And Counting

Recently, at work, we completed a count-your-steps wellness program sponsored by the PE department to encourage exercise during the holidays.

My total between November 24th and January 7th:

864,916 steps, or approximately 430 miles.

Averaged out, that’s about nine and a half miles a day.

You may think I’m bragging—and maybe I am, a little—but you should know a person covers four or five miles daily, and my number isn’t that large when you consider I add almost two miles walking to and from school and three or four more miles running or elipticizing at the gym.

And what does that number—or any number—mean?

Truth is, counting steps is only the most recent manifestation of my growing counting fetish.  Since July, I’ve been carefully recording calories on a health site and monitoring the number of pounds I’ve lost.  I keep track of daily haiku, how many books I read a year, and the total pages my classes need to finish to reach the end of novels in timely fashion.  Add all the other things ticked off—the items on my to-do list and the number of appointments or meetings each day—and my life seems all enumeration, all noting, recording, accounting.

Does that make me strange?

We sometimes think of numbers as neutral, amassing on their own, figures growing on some counter we can’t see but readily imagine.  Right now, the amount you owe for heating your home is rising.  Right now, you’re accumulating debt or, if you’re lucky, interest.

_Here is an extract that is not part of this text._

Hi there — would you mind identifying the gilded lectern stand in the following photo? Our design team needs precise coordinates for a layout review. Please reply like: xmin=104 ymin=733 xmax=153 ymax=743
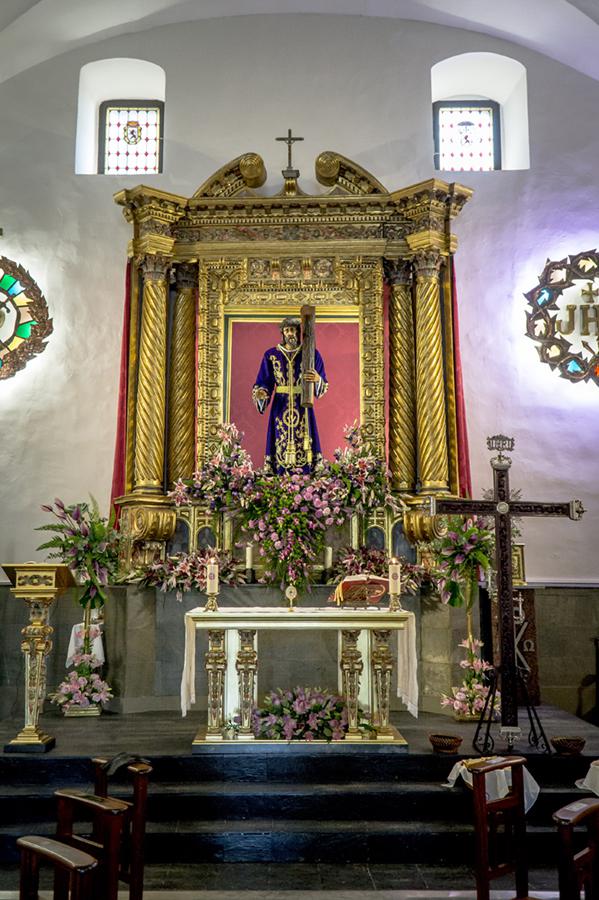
xmin=2 ymin=563 xmax=75 ymax=753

And scientists attribute powers to numbers.  If we knew all the numbers, they seem to feel, we might open a hidden window on reality…as if, in those exact figures, we can find something lost, including truths we didn’t know were lost.  I remember a childhood friend who carried a pad in his back pocket for a year, marking every emission of his body.  I saw him as the quintessential scientist.  He thought those numbers would mean something, and any missing data would ruin everything.

Now I sometimes feel like that boy.

But counting isn’t always neutral.  It also compels us.  The clicking of that pedometer in my pocket became a comfortable sound, and I might not have had so many steps if I hadn’t been entering the digits on a public site every morning.  Counting is rarely pure recording.  It quickly becomes a variety of self-consciousness. We affix the expression “but who’s counting?” as a way of alerting the world we are counting, we’re paying attention.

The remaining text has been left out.